Prólogo
A imagem formou‐se no ecrã, mostrando um homem de capuz, óculos escuros a taparem‐lhe os olhos e um lenço a cobrir‐lhe as feições do rosto. A referência do link no topo da imagem indicava o sinal da aplicação Facebook Live, confirmando que se tratava de um livestream. O encapuzado abriu a porta de um automóvel estacionado no passeio e instalou‐se no lugar do condutor; transmitia‐se a si próprio em direto a partir do que parecia ser um smartphone.
O desconhecido encarou a câmara e respirou fundo, fitando os espectadores que assistiam a tudo através do Facebook Live. Nos bancos traseiros amontoavam‐se armas semiautomáticas e caixas de munições.
“A festa vai começar.”
A imagem tornou‐se turbulenta, sacudindo‐se de um lado para o outro; ora mostrava o assento, ora o teto, ora o tabliê. Por fim estabilizou ao alto, deixando ver o volante, o painel de bordo e a paisagem revelada pelo vidro dianteiro, incluindo a rua, as casas e as árvores nos passeios. Claramente o smartphone acabara de ser fixado no topo do capuz do homem.

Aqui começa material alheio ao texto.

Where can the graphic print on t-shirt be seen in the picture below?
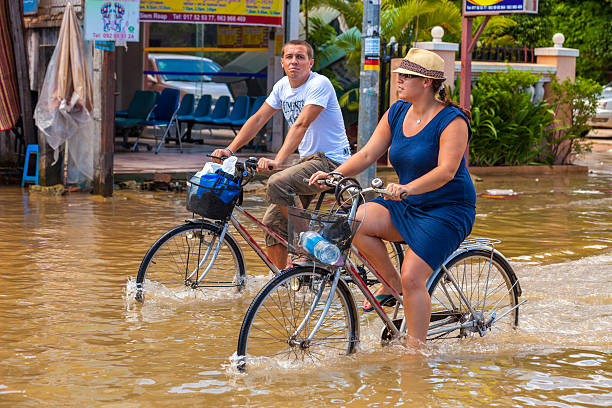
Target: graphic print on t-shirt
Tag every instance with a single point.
(291, 110)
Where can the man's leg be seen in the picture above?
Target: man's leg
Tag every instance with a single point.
(281, 191)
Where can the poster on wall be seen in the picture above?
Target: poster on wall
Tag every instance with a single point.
(112, 20)
(482, 7)
(249, 12)
(242, 36)
(30, 6)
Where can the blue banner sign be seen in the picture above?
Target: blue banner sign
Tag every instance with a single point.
(480, 7)
(30, 6)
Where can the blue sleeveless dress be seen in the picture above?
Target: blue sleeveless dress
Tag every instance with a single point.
(433, 224)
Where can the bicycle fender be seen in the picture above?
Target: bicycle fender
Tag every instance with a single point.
(435, 276)
(229, 236)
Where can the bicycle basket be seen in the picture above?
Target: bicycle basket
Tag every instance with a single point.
(333, 227)
(213, 195)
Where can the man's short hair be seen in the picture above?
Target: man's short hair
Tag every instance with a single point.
(298, 42)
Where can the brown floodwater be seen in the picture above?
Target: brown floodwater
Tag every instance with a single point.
(72, 336)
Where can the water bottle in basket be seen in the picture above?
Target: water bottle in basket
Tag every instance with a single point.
(320, 248)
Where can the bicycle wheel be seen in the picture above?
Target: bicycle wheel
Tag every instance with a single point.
(177, 261)
(270, 327)
(491, 288)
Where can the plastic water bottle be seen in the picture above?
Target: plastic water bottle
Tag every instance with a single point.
(322, 249)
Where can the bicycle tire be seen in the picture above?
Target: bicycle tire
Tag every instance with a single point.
(488, 282)
(279, 308)
(174, 256)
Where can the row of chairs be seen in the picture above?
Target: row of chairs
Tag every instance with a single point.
(148, 109)
(219, 116)
(152, 109)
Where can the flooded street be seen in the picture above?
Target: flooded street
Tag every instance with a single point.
(71, 334)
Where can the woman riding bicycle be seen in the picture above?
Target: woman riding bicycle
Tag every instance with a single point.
(426, 138)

O carro arrancou, começando a movimentar‐se pela rua. Uma canção numa língua eslava irrompeu no interior, sem dúvida proveniente do sistema de som da viatura.
Od Bihaća do Petrovca sela, do Petrovca sela
Srpska zemlja napadnuta cela, napadnuta cela
Karadžiću vodi Srbe svoje, vodi Srbe svoje
Nek se vidi, nikog se ne boje, nikog se ne boje
O percurso durou apenas alguns minutos, sempre ao ritmo da mesma canção.
Joj da vide hrvatske Ustaše, hrvatske Ustaše
Ne dirajte vi ognjište naše, vi ognjište naše
A certa altura apareceu no passeio um longo muro branco, escurecido pela humidade e rasgado a meio por um portão que dava acesso a um enorme edifício. A cúpula dourada e o minarete, juntamente com os grupos de pessoas de aspeto paquistanês, afegão, malaio ou de outras regiões da Ásia que para o edifício convergiam, tornavam claro que se tratava de uma mesquita.
O automóvel estacionou na berma, a canção calou‐se e o motor também. O relógio digital no tabliê assinalava as 13h40. A imagem rodou, viu‐se a rua e a seguir os bancos traseiros com as armas e as munições, os braços estendidos do homem a remexerem o material bélico; o condutor tinha‐se apeado e pelos vistos selecionava as armas. Escolheu uma caçadeira de canos serrados, a expressão kebab remover esculpida na coronha, e carregou‐a com balas. A seguir pegou numa espingarda semiautomática AR-15 e pendurou‐a a tiracolo. Depois armou a caçadeira. Tudo com muita calma.
Já devidamente equipado, fechou a porta do carro e começou a caminhar. Junto ao portão estavam quatro jovens asiáticos à conversa, três de jeans e um de kaftan branco. Os jovens olharam‐no com uma certa surpresa; não era evidentemente normal um desconhecido de capuz e smartphone fixado sobre a cabeça entrar no recinto da mesquita com uma caçadeira de canos serrados nas mãos e uma AR-15 pendurada ao ombro.
Um dos jovens, o de kaftan, ergueu a mão hesitante.
“Olá, irmão.”
O recém‐chegado apontou‐lhe a caçadeira e disparou. Ato contínuo, e quase como se estivesse num jogo de vídeo, virou a arma para os restantes, todos paralisados de surpresa, e disparou sucessivamente até ficarem os quatro estendidos no chão, a terra molhada de sangue. Eclodiram gritos e a imagem mostrou alguns homens, mulheres e crianças a correrem desvairados em várias direções, em busca de abrigo. Apontou ao acaso para eles, sem discriminar mulheres e crianças, e voltou a abrir fogo. Derrubou assim várias pessoas até as balas se esgotarem.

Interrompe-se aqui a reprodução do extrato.